On vous a déjà expliqué, en long en large et en travers, ici et ailleurs, pourquoi on pensait que le principe du disque de reformation était une idée en général totalement flinguée et qu'elle nourrissait aujourd'hui, non plus seulement une rétromanie régressive et débilitante (ça c'est maintenant l'affaire de tout le monde), mais était surtout synonyme d'impasse émotionnelle et d'amertume. Plus que tout autre, l'affaire s'est encore un peu plus corsée ces derniers temps pour les désormais vétérans du shoegaze, genre éminemment adolescent qu'il est visiblement de bon ton pour ses représentants de venir dézinguer en le réinvestissant 20 ans après, lorsque les bides à bière ont remplacé les fougues d'antan.
Mais alors que Ride met de l'autotune sur son nouvel album et que les parrains The Jesus and Mary Chain se ridiculisent en jouant les rockeurs cinquantenaires comme si de rien n'était, Slowdive vient un peu mettre l'argument du dessus cul par dessus tête en sortant un album non seulement loin d'être honteux, mais même en grande partie réellement enthousiasmant.

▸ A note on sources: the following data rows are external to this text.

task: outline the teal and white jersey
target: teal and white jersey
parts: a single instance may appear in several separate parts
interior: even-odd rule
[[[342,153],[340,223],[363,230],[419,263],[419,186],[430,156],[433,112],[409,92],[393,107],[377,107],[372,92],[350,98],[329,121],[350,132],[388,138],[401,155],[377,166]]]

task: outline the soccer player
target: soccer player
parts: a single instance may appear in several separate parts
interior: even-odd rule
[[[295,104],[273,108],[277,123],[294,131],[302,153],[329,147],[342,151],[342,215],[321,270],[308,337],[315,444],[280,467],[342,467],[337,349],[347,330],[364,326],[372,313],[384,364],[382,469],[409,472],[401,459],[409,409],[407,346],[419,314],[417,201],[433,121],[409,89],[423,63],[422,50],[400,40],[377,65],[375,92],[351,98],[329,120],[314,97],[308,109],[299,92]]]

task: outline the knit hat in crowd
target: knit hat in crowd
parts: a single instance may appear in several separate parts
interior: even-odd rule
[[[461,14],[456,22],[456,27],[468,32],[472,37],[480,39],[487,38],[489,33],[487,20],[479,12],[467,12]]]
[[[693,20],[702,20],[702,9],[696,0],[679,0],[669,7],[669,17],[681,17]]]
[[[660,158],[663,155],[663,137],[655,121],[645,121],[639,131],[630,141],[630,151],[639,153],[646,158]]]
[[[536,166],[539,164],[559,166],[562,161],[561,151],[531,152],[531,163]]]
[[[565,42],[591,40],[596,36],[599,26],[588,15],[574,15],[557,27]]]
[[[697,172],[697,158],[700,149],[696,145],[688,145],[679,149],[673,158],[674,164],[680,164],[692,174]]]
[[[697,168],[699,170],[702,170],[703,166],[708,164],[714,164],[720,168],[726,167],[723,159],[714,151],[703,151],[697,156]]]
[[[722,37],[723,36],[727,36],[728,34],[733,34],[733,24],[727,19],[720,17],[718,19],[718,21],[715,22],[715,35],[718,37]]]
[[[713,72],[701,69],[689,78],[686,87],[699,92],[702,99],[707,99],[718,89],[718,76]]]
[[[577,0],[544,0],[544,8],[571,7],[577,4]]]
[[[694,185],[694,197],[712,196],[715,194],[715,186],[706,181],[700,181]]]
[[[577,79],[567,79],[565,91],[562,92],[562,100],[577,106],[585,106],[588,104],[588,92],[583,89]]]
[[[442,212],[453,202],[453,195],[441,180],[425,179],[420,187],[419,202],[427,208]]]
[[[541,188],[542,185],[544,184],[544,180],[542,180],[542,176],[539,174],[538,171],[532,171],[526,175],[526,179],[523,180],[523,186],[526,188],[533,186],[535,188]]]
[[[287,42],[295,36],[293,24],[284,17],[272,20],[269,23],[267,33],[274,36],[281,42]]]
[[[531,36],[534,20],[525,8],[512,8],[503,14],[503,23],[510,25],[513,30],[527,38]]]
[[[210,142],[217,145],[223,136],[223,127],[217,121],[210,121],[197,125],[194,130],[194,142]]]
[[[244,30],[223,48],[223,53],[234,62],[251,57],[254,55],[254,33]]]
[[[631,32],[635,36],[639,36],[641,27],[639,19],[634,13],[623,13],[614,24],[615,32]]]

Il faut dire que Slowdive a toujours été un groupe compliqué : arrivé trop tard au milieu des années 90 sur le circuit shoegaze et reparti dans la foulée bien trop tôt, le groupe anglais a peut-être pâti de la candeur de ses compositions d'adolescents. Ironiquement, c'est cette même candeur qui les sert plus de 20 ans après, sur un album éponyme qui va sortir le 5 mai sur Dead Oceans, qu'on a écouté et sur lequel on est surpris de retrouver, presque intacte, comme si elle n'était en fait jamais partie, la même grâce juvénile et cristalline qui caractérise depuis toujours leurs compositions.
Alors certes, le plaisir ne fonctionne pas sur toute la durée du disque. Environ une moitié d'album à vrai dire, pile ce qu'il faut pour que "Sugar For The Pill", le nouveau single dévoilé hier et en écoute ci-dessous, déboule. On se demande d'ailleurs pourquoi le groupe a choisi de le mettre en avant, tant il ne fait pas honneur aux sommets de l'album. Mais la musique de Slowdive a toujours été comme ça : jamais tout à fait dedans, toujours élusive, échappant au bruit ambiant et aux affres du temps ; préservant miraculeusement sa beauté fragile dans le creux de la main, toujours sur le point de nous glisser entre les doigts.
À noter que Slowdive jouera à Paris le dimanche 2 avril au Trabendo en compagnie des Français de Dead Sea.